En codant deux gènes régulateurs dans la séquence, les chercheurs ont créé un taux de synthèse protéique qui est périodique, passant spontanément de périodes « actives » à des périodes « inactives ». Le temps nécessaire à chaque période a été déterminé par la géométrie des compartiments. Ces comportements périodiques, version primitive des événements du cycle cellulaire, se manifestent dans le système du fait que les protéines synthétisées peuvent se diffuser à travers les capillaires hors du compartiment, imitant ainsi le cycle métabolique des protéines naturelles chez les cellules vivantes. En même temps, des nutriments frais sont fournis de façon continue, se diffusant dans le compartiment et permettant à la réaction de synthèse protéique de se poursuivre indéfiniment. Le doctorant Eyal Karzbrun explique : « Le système cellulaire artificiel dans lequel nous pouvons contrôler la composition génétique et le temps de dilution des protéines, nous permet d’étudier la relation entre le plan d’organisation du réseau génique et la dynamique des protéines émergentes. Il est très difficile de faire cela dans un système vivant. Le modèle à deux gènes que nous avons mis au point est un simple exemple de réseau cellulaire, mais après avoir fait la preuve de concept, nous pouvons maintenant travailler à des réseaux de gènes plus complexes. L’un des objectifs est d’arriver à mettre au point un contenu en ADN semblable à celui d’un véritable génome, qui pourra être placé dans les compartiments. »

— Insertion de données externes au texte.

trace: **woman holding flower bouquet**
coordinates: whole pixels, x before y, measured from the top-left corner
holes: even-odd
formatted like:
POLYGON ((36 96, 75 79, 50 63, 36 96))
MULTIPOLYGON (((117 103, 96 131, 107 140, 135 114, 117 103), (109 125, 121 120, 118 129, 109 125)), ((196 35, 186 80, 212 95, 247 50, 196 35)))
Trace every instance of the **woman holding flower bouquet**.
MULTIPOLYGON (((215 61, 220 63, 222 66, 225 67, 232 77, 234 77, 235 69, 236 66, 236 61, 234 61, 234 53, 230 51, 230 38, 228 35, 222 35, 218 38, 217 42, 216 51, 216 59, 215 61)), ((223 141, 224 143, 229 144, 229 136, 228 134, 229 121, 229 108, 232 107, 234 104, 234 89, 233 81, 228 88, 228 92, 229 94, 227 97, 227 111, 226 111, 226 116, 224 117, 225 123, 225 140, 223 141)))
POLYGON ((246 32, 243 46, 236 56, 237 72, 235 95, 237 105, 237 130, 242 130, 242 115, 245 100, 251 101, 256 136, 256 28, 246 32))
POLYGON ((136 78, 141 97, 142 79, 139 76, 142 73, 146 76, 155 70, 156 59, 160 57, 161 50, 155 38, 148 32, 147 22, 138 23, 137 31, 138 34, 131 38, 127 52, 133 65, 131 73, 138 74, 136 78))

Les scientifiques ont alors posé la questions de savoir si les cellules artificielles communiquent et interagissent réellement entre elles comme de vraies cellules. Et de fait, ils ont découvert que les protéines synthétisées qui se diffusent à travers la série de compartiments interconnectés sont capables de réguler les gènes et de produire de nouvelles protéines dans les compartiments plus éloignés au sein du réseau. En fait, ce système ressemble aux phases initiales de la morphogenèse, le processus biologique qui contrôle l’émergence du plan d’organisation du corps dans le développement embryonnaire. Alexandra Tayar explique : « Nous avons observé que lorsqu’on place un gène dans un compartiment à l’extrémité du système, il se crée un gradient de concentration de protéines qui diminue ; d’autres compartiments de ce même système peuvent le ressentir et répondre à ce gradient, ce qui rappelle comment les gradients de concentration de morphogènes se diffusent dans les cellules et les tissus d’un embryon au stade précoce du développement. Nous cherchons maintenant à élargir ce système et à introduire des réseaux de gènes qui imiteront la formation de motifs, comme les rayures qui apparaissent durant l’embryogenèse de la drosophile. »

Avec le système cellulaire artificiel, on pourrait en principe, selon le professeur Bar-Ziv, coder n’importe quoi : « Les gènes sont comme le Lego : on peut mélanger et adapter toutes sortes de pièces pour produire des résultats différents. On peut de même prendre un élément régulateur du E. coli qui contrôle de manière naturelle le gène X, et produire une protéine connue, ou prendre le même élément régulateur, mais cette fois le connecter à un gène Y pour obtenir différentes fonctions qui n’existent pas dans la nature. » Cette recherche pourrait à l’avenir permettre de faire des progrès vers la synthèse de produits tels que les carburants, les produits pharmaceutiques et chimiques, et vers la production d’enzymes pour l’usage industriel, et encore tant d’autres.
 
 
La recherche du professeur Roy Bar-Ziv est financée par le Yeda-Sela Center for Basic Research.